According to BP’s Energy Outlook 2019, global energy demand will continue to increase because of a growing population, with rising incomes and requirements for energy—even if continued improvements in energy efficiency are aggressive. That is, BP’s Outlook expects energy consumption to go hand in hand with improvements in human progress and wellbeing—the world will need energy to continue to grow and prosper. Along with this demand growth vision, there is a growing need for fossil fuels and renewable energy to supply demand. In the agency’s forecast, natural gas, wind, and solar continue to increase worldwide through 2040, supplying 85 percent of the increase in energy demand, oil is expected to plateau around 2030 and coal is expected to decline.
The chart below shows demand for each fuel in BP’s main “emerging transitions” scenario. Wind and solar increase dramatically (yellow) and natural gas increases almost as quickly (light blue). Despite BP’s underlying energy demand assumptions, coal use (black) never regains its 2013-14 peak and oil use stops going up during the 2030s (orange), although it remains the world’s largest single source of energy through 2040.

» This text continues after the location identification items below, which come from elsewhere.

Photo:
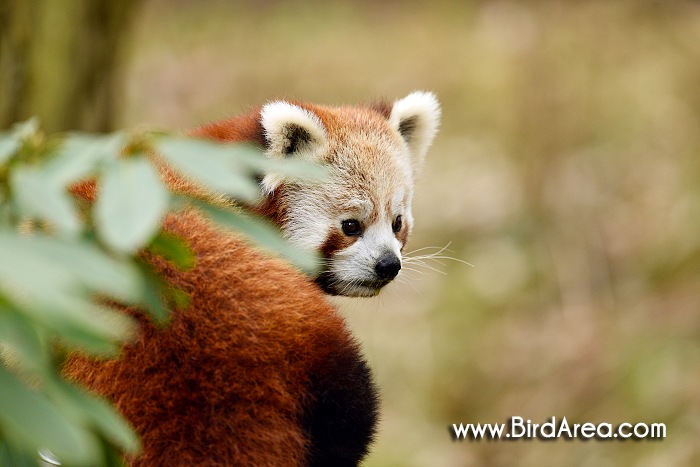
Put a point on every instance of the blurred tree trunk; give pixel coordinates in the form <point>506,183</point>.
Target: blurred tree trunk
<point>59,60</point>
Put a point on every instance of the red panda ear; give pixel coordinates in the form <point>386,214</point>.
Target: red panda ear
<point>416,117</point>
<point>292,131</point>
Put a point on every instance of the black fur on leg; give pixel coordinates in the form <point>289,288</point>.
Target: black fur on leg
<point>342,416</point>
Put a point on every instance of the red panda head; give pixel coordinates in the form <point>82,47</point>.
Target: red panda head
<point>360,217</point>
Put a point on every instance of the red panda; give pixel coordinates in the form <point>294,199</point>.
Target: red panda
<point>259,369</point>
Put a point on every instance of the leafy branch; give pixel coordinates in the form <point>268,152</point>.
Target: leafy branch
<point>59,252</point>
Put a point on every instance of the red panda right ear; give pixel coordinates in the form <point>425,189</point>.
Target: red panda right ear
<point>292,131</point>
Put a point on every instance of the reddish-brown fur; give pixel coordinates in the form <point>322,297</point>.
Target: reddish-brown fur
<point>228,381</point>
<point>256,329</point>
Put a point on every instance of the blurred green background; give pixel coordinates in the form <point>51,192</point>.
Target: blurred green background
<point>567,171</point>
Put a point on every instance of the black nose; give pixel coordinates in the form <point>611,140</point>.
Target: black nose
<point>388,266</point>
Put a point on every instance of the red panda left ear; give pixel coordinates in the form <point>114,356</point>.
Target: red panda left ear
<point>290,130</point>
<point>416,117</point>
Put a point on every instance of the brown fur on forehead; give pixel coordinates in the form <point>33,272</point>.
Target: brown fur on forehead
<point>240,128</point>
<point>366,155</point>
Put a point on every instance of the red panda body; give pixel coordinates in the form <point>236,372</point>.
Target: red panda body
<point>259,369</point>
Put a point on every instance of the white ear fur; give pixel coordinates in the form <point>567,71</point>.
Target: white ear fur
<point>289,130</point>
<point>416,117</point>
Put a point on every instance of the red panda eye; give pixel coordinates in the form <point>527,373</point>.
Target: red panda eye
<point>396,226</point>
<point>351,227</point>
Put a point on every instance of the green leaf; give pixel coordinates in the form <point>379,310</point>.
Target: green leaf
<point>81,155</point>
<point>221,168</point>
<point>93,412</point>
<point>9,145</point>
<point>25,129</point>
<point>38,198</point>
<point>15,458</point>
<point>55,282</point>
<point>34,422</point>
<point>131,204</point>
<point>264,234</point>
<point>156,292</point>
<point>174,249</point>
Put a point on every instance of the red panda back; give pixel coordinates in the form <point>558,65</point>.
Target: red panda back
<point>258,370</point>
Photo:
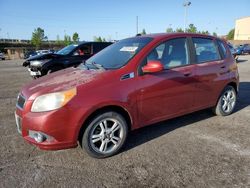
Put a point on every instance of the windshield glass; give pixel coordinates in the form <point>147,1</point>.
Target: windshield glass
<point>117,55</point>
<point>66,50</point>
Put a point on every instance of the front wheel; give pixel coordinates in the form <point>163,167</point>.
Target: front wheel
<point>105,135</point>
<point>226,102</point>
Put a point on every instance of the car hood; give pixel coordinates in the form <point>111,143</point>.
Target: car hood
<point>61,81</point>
<point>40,57</point>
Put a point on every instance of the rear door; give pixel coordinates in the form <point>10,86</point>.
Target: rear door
<point>170,92</point>
<point>210,70</point>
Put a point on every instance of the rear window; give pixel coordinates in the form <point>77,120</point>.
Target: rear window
<point>205,50</point>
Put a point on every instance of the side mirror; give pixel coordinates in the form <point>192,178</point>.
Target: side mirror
<point>152,66</point>
<point>75,54</point>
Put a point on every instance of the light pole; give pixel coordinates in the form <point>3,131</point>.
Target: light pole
<point>136,24</point>
<point>186,4</point>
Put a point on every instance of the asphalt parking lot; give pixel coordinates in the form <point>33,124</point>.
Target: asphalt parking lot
<point>196,150</point>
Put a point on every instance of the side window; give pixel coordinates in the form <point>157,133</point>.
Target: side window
<point>172,53</point>
<point>205,50</point>
<point>222,49</point>
<point>84,50</point>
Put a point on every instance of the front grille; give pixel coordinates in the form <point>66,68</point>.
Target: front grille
<point>20,101</point>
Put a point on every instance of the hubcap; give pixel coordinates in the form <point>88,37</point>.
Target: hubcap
<point>228,101</point>
<point>106,135</point>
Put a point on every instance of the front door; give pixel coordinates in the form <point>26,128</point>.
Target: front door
<point>168,93</point>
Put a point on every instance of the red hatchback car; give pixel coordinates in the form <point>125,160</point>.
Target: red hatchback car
<point>133,83</point>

Compared to prior year forecasts, BP increased its demand for wind and solar power, lowered its demand for coal and nuclear power, and plateaued its demand for oil, which had been increasing in past forecasts. BP expects coal demand to be about 4 percent lower than its forecast last year.
BP expects world GDP to more than double by 2040 due to increasing prosperity in the developing economies. As a result, in the emerging transitions scenario, BP expects global energy demand to increase by about one-third by 2040, which is significantly slower than its rate of growth over the past several decades. All the growth in energy demand comes from the developing economies, led by India, China, and elsewhere in Asia, which together account for two-thirds of the increase.
In BP’s forecast, the industrial and buildings sectors account for three-quarters of the increase in global energy demand. BP expects transportation demand to slow sharply compared to the past, as vehicle efficiency increases. The agency expects the electric vehicle share of passenger vehicle miles to increase to around 25 percent due to the increasing importance of fully-autonomous cars beginning in the early 2020s and shared-mobility services. The number of electric vehicles is expected to total about 350 million by 2040, of which around 300 million are passenger cars. Electric vehicles make up 15 percent of all cars and 12 percent of light duty vehicles in 2040.
Due to the continued electrification of countries, BP expects the electric power sector to consume about three-quarters of the increase in primary energy demand. Growing prosperity in developing economies is expected to lead to significant increases in electricity demand for space cooling, lighting, and electrical appliances. BP expects renewable energy to be the fastest growing source of energy, supplying half of the growth in global energy and becoming the largest source of generation by 2040. Renewables increase their share in the global power sector from 4 percent to around 30 percent, surpassing coal’s share by 2040. The share of natural gas is flat at around 20 percent.
BP expects the demand for oil and other liquid fuels to grow in the near-term and then plateau later in the forecast. The increase in oil supply is initially provided by the United States, but OPEC production increases as U.S. tight oil is expected to decline later in the forecast. Natural gas demand is expected to grow robustly due to the increasing availability of natural gas and the continuing expansion of the liquefied natural gas (LNG) industry. Coal demand declines as OECD countries and China consume less coal, but that decline is somewhat offset by increases in coal demand by India and the rest of Asia.
Carbon Dioxide Emissions
BP expects carbon dioxide emissions from energy use to continue to increase, rising by almost 10 percent by 2040. Despite significant increases in vehicle efficiency and electrification that BP expects in the future, carbon dioxide emissions in the transportation sector continue to increase.
Despite efficiency improvements and the substantial increase in solar and wind power, fossil fuels (oil, natural gas, and coal) still represent over 70 percent of global primary energy supply in 2040 in BP’s main forecast. Non-hydro renewables are expected to supply just 15 percent of global primary energy in 2040. Carbon dioxide emissions are expected to increase by about 10 percent by 2040 as developing economies prosper in the future through increased energy use. All in all, the future for energy in the world is bright, and its availability to more and more world residents will improve their lives and in turn, increase the GDP.